The ‘RHS Chelsea Repurposed’ Garden by Cityscapes
Sustainability is no longer simply a theme at RHS Chelsea. Rather, it has evolved into a commitment which underscores all the exhibits at the show. This year’s ‘RHS Chelsea Repurposed’ show garden was created with the purpose of reusing and recycling existing materials. Nearly everything in the garden has lived at least one life already, much of it at the RHS Chelsea Flower Show. We had fun spotting elements from gardens we’ve loved in previous years – including Tom Massey’s Lemon Tree Trust Islamic-inspired fountain, which was right next to our stand at RHS Chelsea in 2018. The planting in this repurposed garden featured drought-tolerant species, including grasses and local wildflowers, all planted in crushed concrete and sand salvaged from demolished buildings. What’s more, at the end of the show, every element of the garden was to go on to enjoy yet another new life.


The colour!
Some years at RHS Chelsea seem to be all about a restful palette, with lots of greens, blues and whites. In contrast, this year was all about the colour! We may have been influenced by spending the week next to Ann-Marie Powell’s fabulously vibrant The Octavia Hill Garden. But it seemed to us that everywhere we looked, there were bursts of colour – oranges, deep reds, purples, and yellows. We loved these floral fireworks, as they blazed in the sunshine, and brightened up the gloomy days.
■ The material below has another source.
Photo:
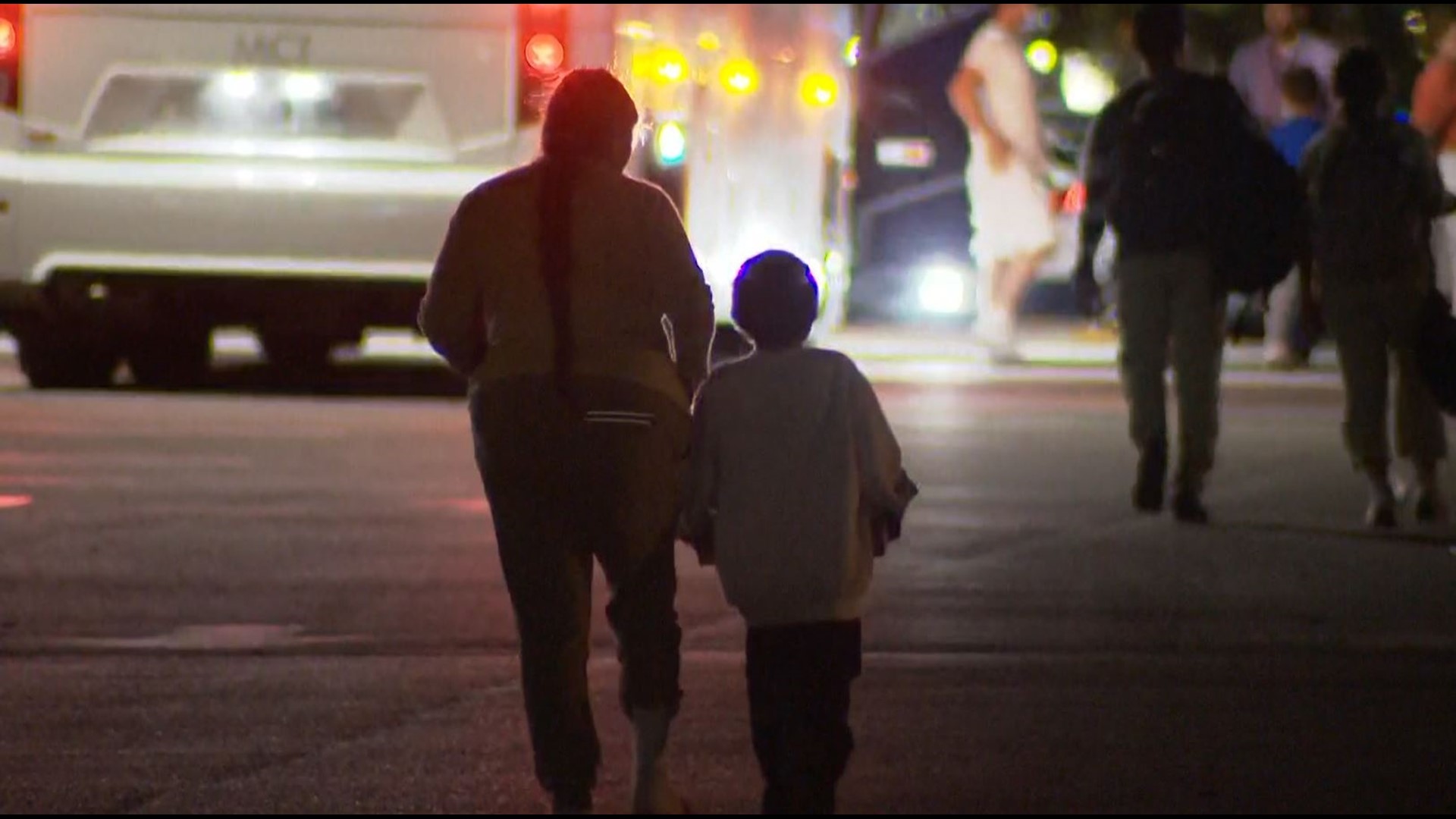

The ‘mgr Changing Tides Garden’
We found this garden to be very evocative. Tucked away in the leafy heart of the Ranelagh Gardens area of the show, it’s difficult to capture anything other than a woodland feel, but this clever container garden transported us to the windswept coastal margins. With Derek Jarman’s garden at Prospect Cottage in Dungeness firmly on our ‘must-visit’ list, we’re fascinated by the resilient plants which find a way to burst into colourful life in even the most challenging of conditions. The Changing Tides garden, designed by Lucy Mitchell, perfectly illustrated this unstoppable life force, feeling verdant and relaxing. We loved the use of ‘beachy’ recycled materials, including the reclaimed timber groyne backdrop, and the crushed whelk shells used as a planting medium. A well-deserved gold medal garden for this garden.

The Surreal Succulents stand
We’re suckers for succulents, and every year the Surreal Succulents stand in the Great Pavilion is a must-visit. Since the team there provided an array of gorgeous planting for our Chelsea stand back in 2019, they’ve been very much on our radar. Every year the stand looks like some kind of sci-fi landscape, with otherworldly plants looming on towering stalks, cascading over the sides of their planters, and reaching out spikily. The array of shapes, colours and textures is always inspiring, and makes us feel a little like a kid in a sweet shop. This year’s display once again won the Surreal Succulent team a gold medal to take home to Cornwall. And yes, we may have come away with one or two new succulent babies to take home ourselves!

And then it was all over, with the gardens being dismantled to go to their new lives, and tired but happy visitors carrying, wheeling, or dragging their purchases back to the Tube. We're already looking forward to our return next year!